Self-reported Usage Patterns of Opioid Analgesic Medications After Surgery

Improving Opioid Prescription Safety After Surgery

The primary objective of this study is to better understand post-discharge utilization of prescribed opioid analgesic medications following surgery. A secondary objective of this study is to gain a better understanding of prevailing modes of storage for opioid medications.

Study Overview

• Status: Completed
• Conditions: Opioid Use
• Intervention / Treatment: Other: Not applicable - no intervention

Detailed Description

Hypothesis:

Prescription of medications for analgesia after surgery frequently occurs on an empiric rather than individualized basis. The investigator will hypothesize that prescribed opioid medications for analgesia after discharge from the hospital / surgery center are frequently not taken.

Aims:

i) The descriptive first aim of this study is to define self-reported usage patterns of opioid analgesic medications at home following surgery.

ii) The descriptive second aim of this study is to define prevailing modes of storage and/or disposal for opioid medications prescribed to patients after hospital discharge following surgery.

iii) The analytical second aim of this study is to characterize patients who do not take significant amounts of their prescribed opioid medications.

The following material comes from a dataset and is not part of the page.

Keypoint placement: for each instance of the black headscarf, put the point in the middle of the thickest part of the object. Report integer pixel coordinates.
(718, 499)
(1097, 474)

Background & Exploratory Objective (s):

Accidents (unintentional injuries) were the 5th leading cause of death among the general population in the United States in 2010. Among persons 1-44 years of age accidents represented the leading cause of death. And, within this group, pharmaceuticals were the #1 course of death. Of the 22,134 medication associated deaths in 2010, 75.2% included opioid analgesics. The trajectory of this development is alarming: Deaths from prescription opioid overdoses have more than tripled in recent years. Of special concern is that children are especially vulnerable to unintentional medication overdosing, accounting for 71,224 annual emergency room visits for this reason from 2004-2005 alone. In addition to the individual burden from morbidity and mortality, the costs of prescription opioid abuse to society are immense: The average health care costs for patients abusing opioids are 8 times higher than for non-abusers. In the United States alone, $55.7 billion were spent on sequelae in the workplace and in healthcare costs. Accordingly, prescription drug overdosing has been coined "An American Epidemic" and increasing resources to tackle this rapidly growing public health problem have been made available on a national (National Institutes of Health, U.S. Food and Drug Administration) and the state level as part of the Colorado Consortium for Prescription Drug Abuse created through Governor Hickenlooper's efforts with the National Governors Association.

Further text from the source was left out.